Ignorant journalists and evangelical voters: Fast forward to US election year 2008
Marvin Olasky, journalism prof and World's chief editor complains once again on the endemic problem of journalists who do not seem to think that they need to know anything at all about religion - which would NOT be a problem if they also didn't report religion-related news. But they Do, you see, and so ...
As voters ask questions about religion, some journalists are challenging records for theological illiteracy. For example, on Nov. 29, Chris Matthews complained that a YouTube questioner asked GOP presidential candidates about their views of the Bible: "If there was a Jewish fellow up here, an Arab fellow up here, a nonbeliever, he'd have to say, 'I don't believe in the Bible.'"
Way to go, Chris: Three errors in one sentence. Jewish believers would not say that: They trust the Old Testament, which makes up three-fourths of the Bible. Some Arabs are Christians, believing in all of the Bible. Arab Muslims also believe in the Bible, when the Quran does not contradict it.

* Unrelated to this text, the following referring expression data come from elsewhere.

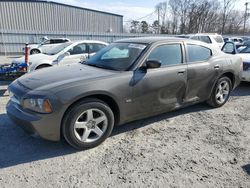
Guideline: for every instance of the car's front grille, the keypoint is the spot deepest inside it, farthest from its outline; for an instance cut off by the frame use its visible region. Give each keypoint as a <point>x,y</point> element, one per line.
<point>246,66</point>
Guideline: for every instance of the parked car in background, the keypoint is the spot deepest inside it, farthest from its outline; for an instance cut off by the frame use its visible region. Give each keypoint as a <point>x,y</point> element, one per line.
<point>212,39</point>
<point>66,53</point>
<point>46,45</point>
<point>237,40</point>
<point>244,53</point>
<point>128,80</point>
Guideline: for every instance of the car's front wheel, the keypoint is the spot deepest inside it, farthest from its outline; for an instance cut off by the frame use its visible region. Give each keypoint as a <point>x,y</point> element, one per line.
<point>221,92</point>
<point>88,123</point>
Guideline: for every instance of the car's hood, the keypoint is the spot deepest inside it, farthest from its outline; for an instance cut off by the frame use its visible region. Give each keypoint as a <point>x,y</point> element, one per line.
<point>34,58</point>
<point>61,76</point>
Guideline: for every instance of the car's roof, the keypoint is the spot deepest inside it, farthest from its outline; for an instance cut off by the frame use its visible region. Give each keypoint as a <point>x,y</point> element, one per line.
<point>88,41</point>
<point>149,40</point>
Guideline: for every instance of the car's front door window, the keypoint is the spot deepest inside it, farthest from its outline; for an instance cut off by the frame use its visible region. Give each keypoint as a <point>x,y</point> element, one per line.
<point>78,49</point>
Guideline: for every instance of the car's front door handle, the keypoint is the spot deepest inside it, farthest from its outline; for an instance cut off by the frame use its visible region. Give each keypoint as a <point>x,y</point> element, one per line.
<point>216,67</point>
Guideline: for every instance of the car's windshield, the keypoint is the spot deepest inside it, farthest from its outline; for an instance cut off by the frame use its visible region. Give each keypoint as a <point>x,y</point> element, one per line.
<point>58,49</point>
<point>245,49</point>
<point>117,56</point>
<point>218,39</point>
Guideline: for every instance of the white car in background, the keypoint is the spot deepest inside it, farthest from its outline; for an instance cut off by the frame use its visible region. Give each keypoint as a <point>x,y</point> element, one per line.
<point>213,39</point>
<point>46,45</point>
<point>244,53</point>
<point>66,53</point>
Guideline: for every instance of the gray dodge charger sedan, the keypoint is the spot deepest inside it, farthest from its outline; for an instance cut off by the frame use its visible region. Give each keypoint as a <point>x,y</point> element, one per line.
<point>128,80</point>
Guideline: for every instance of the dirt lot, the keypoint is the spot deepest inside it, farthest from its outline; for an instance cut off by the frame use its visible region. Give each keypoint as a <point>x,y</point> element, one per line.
<point>193,147</point>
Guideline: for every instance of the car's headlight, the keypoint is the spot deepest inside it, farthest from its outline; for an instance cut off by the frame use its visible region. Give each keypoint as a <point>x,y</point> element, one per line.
<point>37,105</point>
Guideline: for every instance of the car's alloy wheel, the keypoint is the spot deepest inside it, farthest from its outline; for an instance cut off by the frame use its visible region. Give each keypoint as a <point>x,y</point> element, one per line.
<point>221,92</point>
<point>88,123</point>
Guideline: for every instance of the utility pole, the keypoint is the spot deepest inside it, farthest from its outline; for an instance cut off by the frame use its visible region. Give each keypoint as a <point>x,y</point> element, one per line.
<point>245,18</point>
<point>158,10</point>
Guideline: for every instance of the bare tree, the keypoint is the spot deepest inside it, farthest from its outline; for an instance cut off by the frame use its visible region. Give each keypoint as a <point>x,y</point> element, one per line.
<point>175,11</point>
<point>228,5</point>
<point>162,9</point>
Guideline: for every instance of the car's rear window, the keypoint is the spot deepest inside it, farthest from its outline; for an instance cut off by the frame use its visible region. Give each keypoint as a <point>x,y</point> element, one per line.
<point>218,39</point>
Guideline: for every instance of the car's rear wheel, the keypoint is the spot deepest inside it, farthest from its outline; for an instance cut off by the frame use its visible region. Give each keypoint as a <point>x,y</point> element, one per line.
<point>221,92</point>
<point>88,123</point>
<point>34,51</point>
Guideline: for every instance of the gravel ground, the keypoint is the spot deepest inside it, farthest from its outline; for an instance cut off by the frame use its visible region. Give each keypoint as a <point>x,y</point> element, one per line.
<point>193,147</point>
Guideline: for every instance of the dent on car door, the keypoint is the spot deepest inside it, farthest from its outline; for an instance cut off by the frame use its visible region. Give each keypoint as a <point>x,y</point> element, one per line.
<point>160,89</point>
<point>202,71</point>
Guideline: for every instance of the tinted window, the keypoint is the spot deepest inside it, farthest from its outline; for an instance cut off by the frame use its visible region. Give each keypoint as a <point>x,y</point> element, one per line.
<point>205,39</point>
<point>198,53</point>
<point>246,50</point>
<point>195,38</point>
<point>169,54</point>
<point>117,56</point>
<point>78,49</point>
<point>228,48</point>
<point>218,39</point>
<point>93,48</point>
<point>47,42</point>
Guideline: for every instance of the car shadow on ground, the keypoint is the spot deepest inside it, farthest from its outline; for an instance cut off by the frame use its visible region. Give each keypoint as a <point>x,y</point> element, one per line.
<point>246,168</point>
<point>242,90</point>
<point>17,147</point>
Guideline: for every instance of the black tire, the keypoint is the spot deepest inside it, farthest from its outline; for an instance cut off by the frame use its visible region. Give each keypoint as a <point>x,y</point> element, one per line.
<point>214,100</point>
<point>35,51</point>
<point>73,114</point>
<point>43,66</point>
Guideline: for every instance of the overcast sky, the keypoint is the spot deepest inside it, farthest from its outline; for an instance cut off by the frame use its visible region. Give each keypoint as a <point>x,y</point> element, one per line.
<point>130,9</point>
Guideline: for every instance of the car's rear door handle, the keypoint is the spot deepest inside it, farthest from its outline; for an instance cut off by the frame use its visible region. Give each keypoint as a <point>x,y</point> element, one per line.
<point>217,67</point>
<point>181,72</point>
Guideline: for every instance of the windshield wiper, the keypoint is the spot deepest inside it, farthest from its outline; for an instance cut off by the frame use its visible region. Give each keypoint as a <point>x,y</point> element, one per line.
<point>98,66</point>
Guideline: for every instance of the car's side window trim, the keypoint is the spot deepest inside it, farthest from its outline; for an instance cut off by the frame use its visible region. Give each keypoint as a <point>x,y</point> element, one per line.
<point>162,44</point>
<point>202,61</point>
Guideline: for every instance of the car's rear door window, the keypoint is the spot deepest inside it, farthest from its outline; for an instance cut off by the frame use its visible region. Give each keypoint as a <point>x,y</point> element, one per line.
<point>205,39</point>
<point>198,53</point>
<point>218,39</point>
<point>167,55</point>
<point>95,47</point>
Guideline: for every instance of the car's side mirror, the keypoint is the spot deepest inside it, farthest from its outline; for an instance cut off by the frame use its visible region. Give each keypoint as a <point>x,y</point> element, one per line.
<point>152,64</point>
<point>229,48</point>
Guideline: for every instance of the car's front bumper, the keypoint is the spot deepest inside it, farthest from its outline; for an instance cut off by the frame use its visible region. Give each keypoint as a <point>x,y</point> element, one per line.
<point>245,76</point>
<point>45,125</point>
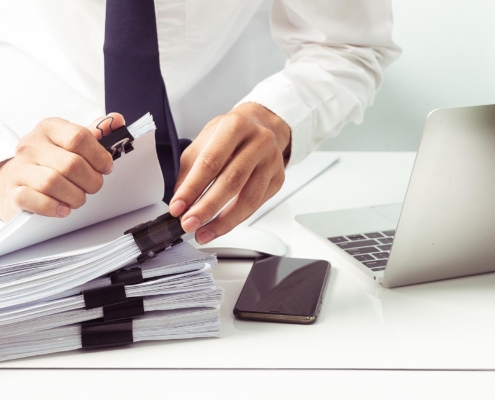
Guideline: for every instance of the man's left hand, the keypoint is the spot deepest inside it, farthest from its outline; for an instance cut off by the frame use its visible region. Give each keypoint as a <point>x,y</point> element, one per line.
<point>245,153</point>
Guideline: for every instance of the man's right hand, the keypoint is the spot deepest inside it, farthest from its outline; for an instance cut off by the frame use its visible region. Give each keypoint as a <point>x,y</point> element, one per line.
<point>54,167</point>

I've heard this story a few times now, and expect to hear it a few times more. One reason many journalists do not bother to inform themselves about religion is that for many decades pundits said it would, like, disappear. Nothing of the kind happened, of course.
As we note in The Spiritual Brain, the pundits who propounded that view were looking at the dwindling membership of mainstream Christian denominations. They assumed that the ex-members were becoming secularists. Many were, no doubt, but others were turning up at storefront churches in the inner city and megachurches in the burbs, as well as various New Age folds, Islam, or Zen.
The pundits and those journalists who heed them are just not keeping up with the story. The last pastor I had coffee with, Bruxy Cavey, dresses like a bicycle courier, not like a funeral director. And his innovative churches are thriving. He gave me a copy of his book, The End of Religion - but despite the title, he's no Richard Dawkins, let me tell you. He means the end of the kind of religion that has emptied pews all over town, not the end of Christianity. He is quite confident about the latter.
From the back cover of his book: "Sick of religion? So was Jesus."